The book is structured chronologically, and is divided into four parts. The first part deals with the first wave of foreign investment in modern times in (what are now) poor countries, and describes the activities of two multinationals from the British Empire - The English East India Company and the British South Africa Company. The second part of the book talks about the South Manchurian Railway and the United Fruit Company - multinationals from a later period, and from two later imperial powers, America and Japan.

Part three deals with the backlash in the host countries to the multinationals and what had by then come to be perceived as commercial imperialism. This backlash was characterized by a reassertion of economic independence by countries which had recently won political independence from their colonial masters. The companies discussed in the section (Aramco in Saudi Arabia, an Italian firm in Iran, and a Belgian firm in Congo) faced setbacks in their host countries, but were quick to attempt to reenter the countries when the backlash petered out and the globalization process resumed with greater vigor. This is the subject of the fourth part of the book "Resurgence", which discusses the tremendous increase foreign investment in poorer countries being witnessed now, and the countervailing pressures from the societies of these host countries and the home countries of the multinationals. In this phase, developing country governments which had so recently been vehemently opposed to foreign investment began to actively work to attract foreign multinationals.

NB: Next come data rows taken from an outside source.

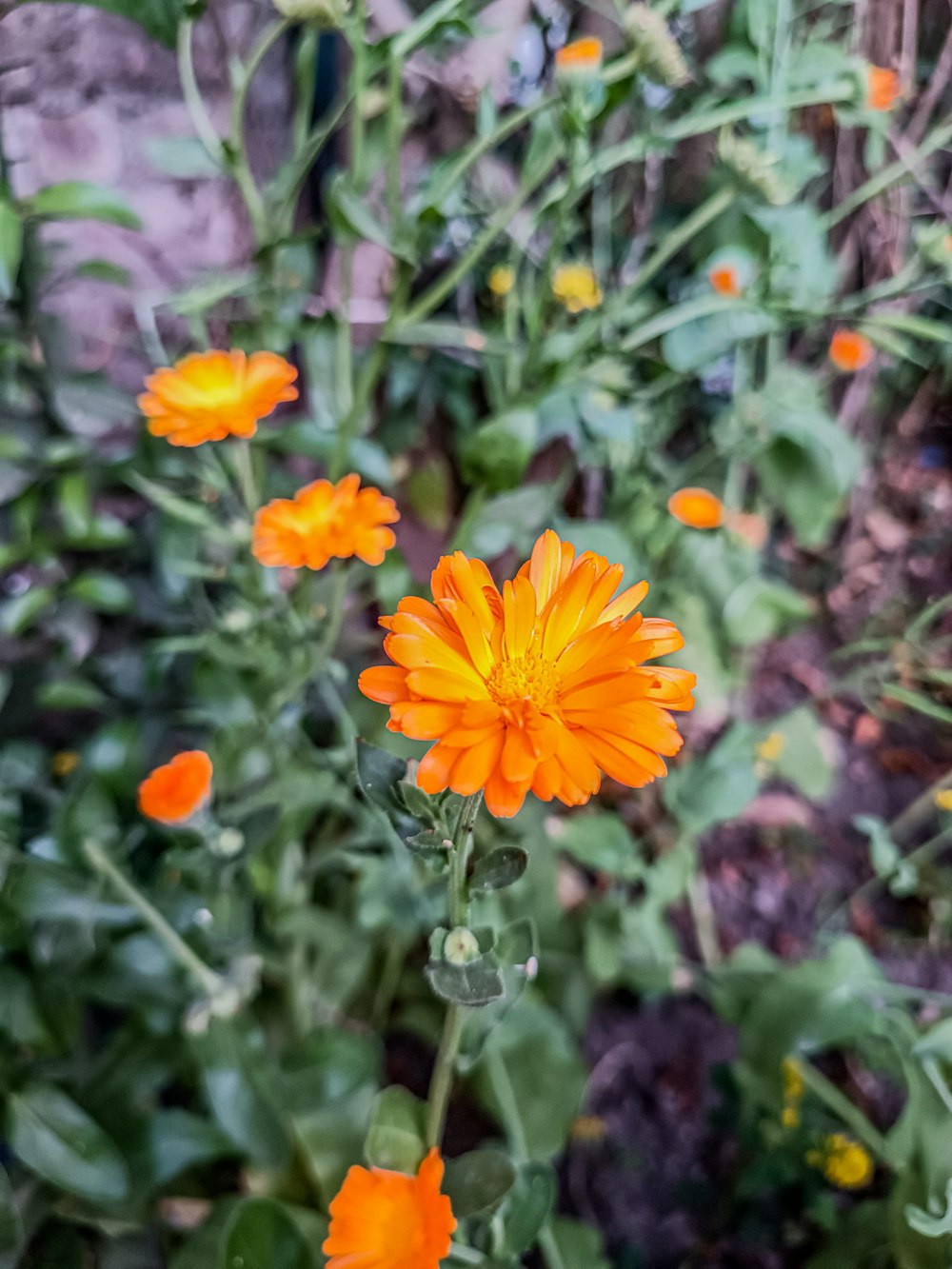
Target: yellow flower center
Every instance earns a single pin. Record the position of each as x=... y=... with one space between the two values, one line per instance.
x=525 y=678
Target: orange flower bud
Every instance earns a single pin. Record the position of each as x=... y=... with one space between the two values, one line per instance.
x=851 y=351
x=174 y=792
x=697 y=507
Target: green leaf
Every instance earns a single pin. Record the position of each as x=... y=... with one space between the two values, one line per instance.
x=498 y=452
x=527 y=1207
x=379 y=773
x=498 y=869
x=240 y=1093
x=479 y=1181
x=103 y=591
x=475 y=983
x=262 y=1235
x=158 y=18
x=59 y=1141
x=82 y=199
x=396 y=1138
x=761 y=609
x=10 y=248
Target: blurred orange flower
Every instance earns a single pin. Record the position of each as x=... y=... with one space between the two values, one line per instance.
x=849 y=350
x=208 y=396
x=882 y=88
x=174 y=792
x=581 y=57
x=725 y=281
x=326 y=521
x=536 y=686
x=385 y=1219
x=697 y=507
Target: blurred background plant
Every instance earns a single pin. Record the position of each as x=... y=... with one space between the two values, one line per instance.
x=524 y=288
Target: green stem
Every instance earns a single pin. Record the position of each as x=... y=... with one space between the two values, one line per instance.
x=246 y=475
x=193 y=99
x=497 y=225
x=455 y=1020
x=208 y=980
x=843 y=1108
x=680 y=236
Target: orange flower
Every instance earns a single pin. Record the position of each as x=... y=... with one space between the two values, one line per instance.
x=579 y=58
x=384 y=1219
x=174 y=792
x=208 y=396
x=882 y=88
x=697 y=507
x=849 y=350
x=725 y=281
x=535 y=688
x=324 y=521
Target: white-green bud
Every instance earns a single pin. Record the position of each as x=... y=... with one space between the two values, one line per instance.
x=461 y=945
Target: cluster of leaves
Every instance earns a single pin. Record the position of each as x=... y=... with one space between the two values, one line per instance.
x=147 y=1088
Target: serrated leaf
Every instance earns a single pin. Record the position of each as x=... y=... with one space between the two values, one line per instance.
x=396 y=1138
x=475 y=983
x=498 y=869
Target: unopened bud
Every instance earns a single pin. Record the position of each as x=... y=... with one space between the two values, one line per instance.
x=461 y=945
x=649 y=34
x=323 y=12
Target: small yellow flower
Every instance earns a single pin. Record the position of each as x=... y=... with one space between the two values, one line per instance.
x=769 y=751
x=844 y=1162
x=64 y=763
x=575 y=287
x=502 y=279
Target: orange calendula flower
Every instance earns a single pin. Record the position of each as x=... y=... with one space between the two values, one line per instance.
x=581 y=57
x=208 y=396
x=725 y=281
x=849 y=350
x=174 y=792
x=384 y=1219
x=697 y=507
x=882 y=88
x=541 y=685
x=326 y=521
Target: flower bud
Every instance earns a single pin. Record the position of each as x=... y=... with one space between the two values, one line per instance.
x=460 y=945
x=649 y=34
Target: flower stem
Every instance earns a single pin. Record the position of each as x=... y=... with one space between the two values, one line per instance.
x=208 y=979
x=455 y=1021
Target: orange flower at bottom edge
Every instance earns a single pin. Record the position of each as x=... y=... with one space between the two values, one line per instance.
x=208 y=396
x=697 y=507
x=326 y=521
x=174 y=792
x=883 y=88
x=725 y=282
x=541 y=685
x=851 y=351
x=385 y=1219
x=581 y=57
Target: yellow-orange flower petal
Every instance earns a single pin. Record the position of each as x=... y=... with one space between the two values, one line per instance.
x=581 y=57
x=540 y=686
x=324 y=522
x=174 y=792
x=725 y=281
x=882 y=88
x=208 y=396
x=697 y=507
x=575 y=287
x=385 y=1219
x=851 y=351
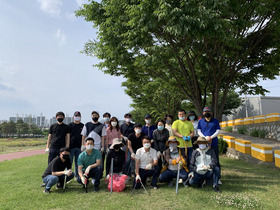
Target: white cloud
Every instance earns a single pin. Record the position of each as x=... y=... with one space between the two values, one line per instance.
x=51 y=7
x=61 y=37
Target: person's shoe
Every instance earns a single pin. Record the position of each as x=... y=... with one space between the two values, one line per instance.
x=96 y=188
x=216 y=189
x=47 y=191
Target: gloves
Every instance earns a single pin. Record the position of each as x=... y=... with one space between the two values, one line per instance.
x=133 y=155
x=68 y=172
x=87 y=170
x=138 y=178
x=158 y=154
x=149 y=166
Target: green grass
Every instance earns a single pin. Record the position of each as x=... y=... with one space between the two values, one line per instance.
x=244 y=186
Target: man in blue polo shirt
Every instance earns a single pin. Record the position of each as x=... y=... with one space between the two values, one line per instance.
x=209 y=128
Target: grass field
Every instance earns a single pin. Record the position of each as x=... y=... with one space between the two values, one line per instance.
x=244 y=186
x=21 y=144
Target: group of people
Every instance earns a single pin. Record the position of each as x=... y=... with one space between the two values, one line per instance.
x=156 y=152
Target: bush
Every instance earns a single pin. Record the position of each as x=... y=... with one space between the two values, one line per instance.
x=228 y=129
x=242 y=130
x=223 y=145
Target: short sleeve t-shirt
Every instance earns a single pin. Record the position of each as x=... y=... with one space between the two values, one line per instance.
x=58 y=133
x=75 y=134
x=57 y=165
x=145 y=157
x=85 y=159
x=184 y=128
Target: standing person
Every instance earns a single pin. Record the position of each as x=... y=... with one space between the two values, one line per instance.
x=183 y=130
x=168 y=124
x=134 y=143
x=97 y=131
x=89 y=164
x=161 y=136
x=113 y=131
x=55 y=172
x=209 y=128
x=194 y=120
x=59 y=137
x=76 y=139
x=148 y=129
x=146 y=160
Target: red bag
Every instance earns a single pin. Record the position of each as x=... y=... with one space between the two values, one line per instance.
x=118 y=183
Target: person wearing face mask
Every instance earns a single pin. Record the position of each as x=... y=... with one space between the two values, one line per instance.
x=75 y=139
x=55 y=172
x=148 y=129
x=134 y=143
x=168 y=124
x=89 y=164
x=113 y=131
x=204 y=165
x=146 y=160
x=184 y=131
x=59 y=137
x=119 y=158
x=173 y=157
x=209 y=128
x=161 y=136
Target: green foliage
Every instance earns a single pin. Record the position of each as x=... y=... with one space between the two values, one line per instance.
x=223 y=145
x=242 y=130
x=228 y=128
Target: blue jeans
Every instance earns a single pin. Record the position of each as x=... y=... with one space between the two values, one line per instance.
x=198 y=178
x=168 y=175
x=51 y=180
x=95 y=173
x=75 y=152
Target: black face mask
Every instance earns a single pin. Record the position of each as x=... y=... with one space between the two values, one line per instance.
x=207 y=115
x=95 y=119
x=66 y=157
x=60 y=119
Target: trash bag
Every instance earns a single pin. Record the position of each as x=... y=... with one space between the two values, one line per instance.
x=118 y=182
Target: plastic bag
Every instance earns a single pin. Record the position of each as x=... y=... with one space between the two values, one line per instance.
x=118 y=182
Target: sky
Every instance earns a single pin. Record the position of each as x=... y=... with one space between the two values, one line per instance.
x=43 y=71
x=41 y=67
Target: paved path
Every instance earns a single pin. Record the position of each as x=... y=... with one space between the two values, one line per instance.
x=17 y=155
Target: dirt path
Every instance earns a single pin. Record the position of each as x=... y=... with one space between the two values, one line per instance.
x=18 y=155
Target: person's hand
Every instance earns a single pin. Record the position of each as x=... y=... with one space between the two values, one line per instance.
x=87 y=170
x=133 y=156
x=149 y=166
x=138 y=178
x=158 y=154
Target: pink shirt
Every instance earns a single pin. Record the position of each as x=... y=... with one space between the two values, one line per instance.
x=112 y=134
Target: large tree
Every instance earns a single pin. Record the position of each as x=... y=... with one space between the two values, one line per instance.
x=208 y=47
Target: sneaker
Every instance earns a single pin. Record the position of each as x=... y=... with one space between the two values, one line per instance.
x=216 y=189
x=47 y=191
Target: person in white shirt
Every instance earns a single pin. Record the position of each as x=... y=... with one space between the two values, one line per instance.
x=146 y=159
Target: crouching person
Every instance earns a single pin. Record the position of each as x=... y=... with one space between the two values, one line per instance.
x=204 y=165
x=55 y=172
x=89 y=164
x=173 y=157
x=146 y=159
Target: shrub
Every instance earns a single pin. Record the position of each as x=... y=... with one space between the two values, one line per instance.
x=228 y=129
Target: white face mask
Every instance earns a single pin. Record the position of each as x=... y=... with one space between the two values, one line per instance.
x=138 y=131
x=89 y=147
x=77 y=119
x=114 y=123
x=202 y=146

There are several strands of thought running through the book; one such is the theme of the inadequacy of the structures, systems and policies of the multinationals, to deal with nuances and complexities of the societies they operate in. According to Litwin, whether or not multinationals are giants at whose feet "creation trembles", they are also "inherently clumsy, partially sighted giants, which often wield tools too blunt for the job at hand."

Lack of local knowledge and the consequent insensitivity to local culture and society were the greatest weaknesses of the organizations described in the book.